App State students gathered on Sanford Mall Friday for an annual rally in honor of transgender lives lost in the past year.
“A lot of people here, especially, think if it’s not directly affecting them it doesn’t matter,” said Tea Critchfield, a junior music education major who led the event. “These were actual people.”
According to a PBS report, 2021 was marked as the “deadliest year on record” for the transgender community. This is due to the 45 homicides reported in the last year across the country, in addition to many anti-trans legislation in states such as Oklahoma, Iowa, Utah and Louisiana.
The Trans Day of Silence is a product from the Gay, Lesbian & Straight Education Network in recognition of the hardships faced by the LGBTQ+ community every April. Students around the country take a vow of silence throughout the day, ending with celebrations of queer life and culture. Students at App State, like Critchfield and others, believed this was an important event to unify the university.
At the rally, signs were placed around the area with the names of transgender individuals who have lost their lives in the past year.
“When you don’t identify with the majority, your life is in danger almost anywhere you go,” Critchfield said.
Trinity McKoy, a junior psychology major, said she feels especially concerned about the high homicide rate for trans and LGBTQ+ youth.
“I want to say I’m shocked, but the numbers just don’t shock me because, especially in America, there is a huge hate for members of the LGBTQ community,” McKoy said.
The sentiment of living in fear due to the high homicide rate was felt throughout many of those in attendance at the rally.
“This kind of thing happens every day. These people just go unseen and their stories go unheard in the news,” McKoy said. “I want to hear more about this.”
Critchfield believes conversations on trans lives are extremely important to have in classroom settings to ensure students are learning.
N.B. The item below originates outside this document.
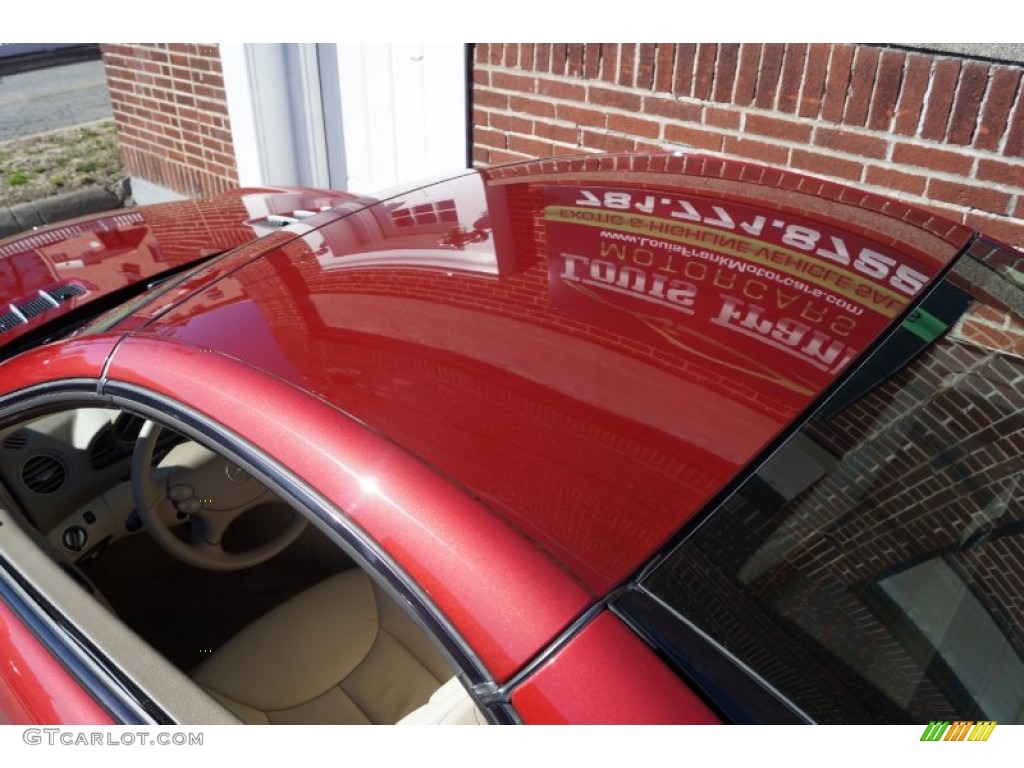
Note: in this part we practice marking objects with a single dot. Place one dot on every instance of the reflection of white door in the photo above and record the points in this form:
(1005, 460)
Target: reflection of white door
(359, 117)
“The best way to get better is to learn,” Critchfield said. “We have a small, accepting community here, which makes it hard when there are so many people who are hateful of us in the surrounding area.”
Tori Ketchel, a sophomore interior design major, believes rallies like these will raise awareness for how trans people are treated and bring more attention to trans issues.
“I think it’s really going to inform people how many deaths have gone on,” Ketchel said. “There are so many deaths that have happened and I think it’s just good to be informed.”
Ariela Allen, a junior economics major, said events such as the Trans Day of Silence rally helps raise awareness and start conversations in support of the queer community in Boone.
“We can encourage folks with those diverse backgrounds to come to Appalachian State, knowing that there is infrastructure with support services there for them during their journey,” Allen said.
Critchfield listed names of 10 people who lost their lives since the start of 2022 and then led the group in a moment of silence for the individuals.
The rally also featured musical performances by guests as well as a drag show performance from Critchfield.
“Art is a universal language,” Critchfield said. “Being exposed to that kind of art opens your mind and your heart to a whole different community you might not have found otherwise.”
Allen is also an independent contributor with AppTV’s show “Can’t Think Straight” and works with AppTV’s program “Hi, Neighbor.”
“With any community who advocates for change and advocates to be seen, the best thing we can do in the world of social media is to record things and put them out there,” Allen said.
Critchfield said they are sad remembering their youth and the lack of queer representation they saw in the media. However, they believe times are changing and their art is impacting their experience as a queer person.
“Being able to represent my community in this way is very important to me because I can be the representation for queer kids that I never had,” Critchfield said.